What is Living and What is Dead in Indian Philosophy
- Author: Debiprasad Chattopadhyaya
- Language: English
- Subject: Philosophy, Materialism
- Published: 1976 (People's Publishing House);
- Publication place: India
- Pages: 656 (2nd edition, 1976)

= What Is Living and What Is Dead in Indian Philosophy =

Book by Debiprasad Chattopadhyaya

What is Living and What is Dead in Indian Philosophy is a 1976 book by Debiprasad Chattopadhyaya.

Explaining the relationship between the soul and consciousness in the Nyaya-Vaisesika philosophy, Debiprasad Chattopadhyaya makes three points. First, consciousness in this view is knowledge (jnana) in an empirical sense. Second, consciousness is one of the multiple qualities of the soul. Third, consciousness is a transient quality, not a permanent quality. By itself, the soul is without consciousness; consciousness is produced in the soul only when it is conjoined with certain other entities. Hiriyanna, commenting on this point, notes:
A peculiar feature of the system is that it makes jnana or knowledge an attribute of the self, and that too, not an essential, but only an adventitious one...The self thus differs from matter only in that it may become conscious and not that it is itself mental in nature. The two other attributes of it, viz. desire (icchā) and volition (yatna) are conceived more or less similarly. They, like knowledge, refer to an object(savi-sayaka) and are meaningless without such a reference. The really mental or spiritual element in the doctrine accordingly is not the self, but these three attributes which are all transient.

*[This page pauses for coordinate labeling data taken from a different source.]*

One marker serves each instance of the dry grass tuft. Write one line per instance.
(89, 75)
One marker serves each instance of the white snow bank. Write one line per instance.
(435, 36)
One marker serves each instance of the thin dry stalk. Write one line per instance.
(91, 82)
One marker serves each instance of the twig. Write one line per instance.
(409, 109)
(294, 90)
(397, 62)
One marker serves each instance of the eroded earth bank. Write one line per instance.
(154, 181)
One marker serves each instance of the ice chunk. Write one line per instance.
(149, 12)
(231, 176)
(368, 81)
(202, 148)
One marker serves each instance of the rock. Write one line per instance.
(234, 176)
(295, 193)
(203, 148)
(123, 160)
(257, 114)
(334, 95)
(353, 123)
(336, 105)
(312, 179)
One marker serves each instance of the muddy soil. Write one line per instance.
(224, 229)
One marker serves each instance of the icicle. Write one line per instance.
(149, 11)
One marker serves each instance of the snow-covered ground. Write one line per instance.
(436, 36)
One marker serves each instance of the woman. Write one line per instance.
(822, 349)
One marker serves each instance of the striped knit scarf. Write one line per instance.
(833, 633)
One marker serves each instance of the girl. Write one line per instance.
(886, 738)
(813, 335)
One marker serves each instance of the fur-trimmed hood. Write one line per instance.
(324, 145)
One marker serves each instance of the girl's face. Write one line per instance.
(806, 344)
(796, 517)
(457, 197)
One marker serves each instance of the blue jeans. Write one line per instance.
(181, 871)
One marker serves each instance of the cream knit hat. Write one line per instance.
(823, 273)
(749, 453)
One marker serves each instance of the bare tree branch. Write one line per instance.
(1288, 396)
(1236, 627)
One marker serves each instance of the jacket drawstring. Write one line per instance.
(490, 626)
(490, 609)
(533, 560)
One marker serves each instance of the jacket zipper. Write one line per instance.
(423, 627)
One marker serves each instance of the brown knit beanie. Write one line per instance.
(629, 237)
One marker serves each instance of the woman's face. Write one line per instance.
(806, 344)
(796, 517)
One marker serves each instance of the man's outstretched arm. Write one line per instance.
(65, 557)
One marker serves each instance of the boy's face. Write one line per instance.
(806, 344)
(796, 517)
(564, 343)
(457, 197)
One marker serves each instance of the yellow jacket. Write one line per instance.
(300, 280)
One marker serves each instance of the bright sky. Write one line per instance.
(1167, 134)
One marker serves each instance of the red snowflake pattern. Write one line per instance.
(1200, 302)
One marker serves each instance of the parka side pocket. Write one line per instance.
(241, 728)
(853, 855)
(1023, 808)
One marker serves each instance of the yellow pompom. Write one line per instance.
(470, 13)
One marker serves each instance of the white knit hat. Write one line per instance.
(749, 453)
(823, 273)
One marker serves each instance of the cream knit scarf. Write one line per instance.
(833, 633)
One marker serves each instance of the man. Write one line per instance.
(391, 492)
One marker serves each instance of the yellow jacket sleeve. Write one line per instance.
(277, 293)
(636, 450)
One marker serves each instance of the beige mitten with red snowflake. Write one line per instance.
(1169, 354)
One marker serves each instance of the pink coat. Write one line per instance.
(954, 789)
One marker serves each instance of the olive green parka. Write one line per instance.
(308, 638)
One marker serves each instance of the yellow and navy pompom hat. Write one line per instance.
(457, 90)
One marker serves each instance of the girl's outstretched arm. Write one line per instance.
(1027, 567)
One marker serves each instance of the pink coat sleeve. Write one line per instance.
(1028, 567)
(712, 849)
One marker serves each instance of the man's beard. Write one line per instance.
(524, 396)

Hiriyanna expresses his perplexity in reviewing the Nyaya-Vaisesika view of consciousness, and then comes out with a comment equating this view with the Charvaka view of consciousness:
We know the manner in which knowledge arises according to the Nyaya-Vaisesikas, though it is hard to understand how when the aid to its genesis--the self, manas, senses, and object--are wholly inert (jada), it can be knowledge at all...The position is scarcely distinguishable from that of the Charvakas.